After ineffectual protest against the decision of the synods, the elder Maty sought refuge in England, but was unable to find patronage there, and had to return to The Hague, whence his enemies drove him to Leiden.
He lived in Leiden with his brother Charles Maty, compiler of a Dictionnaire géographique universel (1701 and 1723, Amsterdam), in 1751, being then seventy years of age.
Matthew was entered at Leiden University on 31 March 1732, and graduated PhD in 1740, the subject for his inaugural dissertation (which shows Montesquieu's influence) being ‘Custom.’ A French version of the Latin original, greatly modified, appeared at Utrecht in 1741 under the title ‘Essai sur l'Usage,’ and attracted some attention.

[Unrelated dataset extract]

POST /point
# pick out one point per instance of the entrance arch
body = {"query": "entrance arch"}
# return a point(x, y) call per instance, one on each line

He frequented a club which numbered Drs James Parsons, Peter Templeman, William Watson, and John Fothergill among its members, and met every fortnight in St Paul's Churchyard, but soon began to devote his energies to literature.
He had been elected Fellow of the Royal Society on 19 December 1751, and in 1753, on the establishment of the British Museum, he was nominated, together with James Empson, an under-librarian, the appointment being confirmed in June 1756.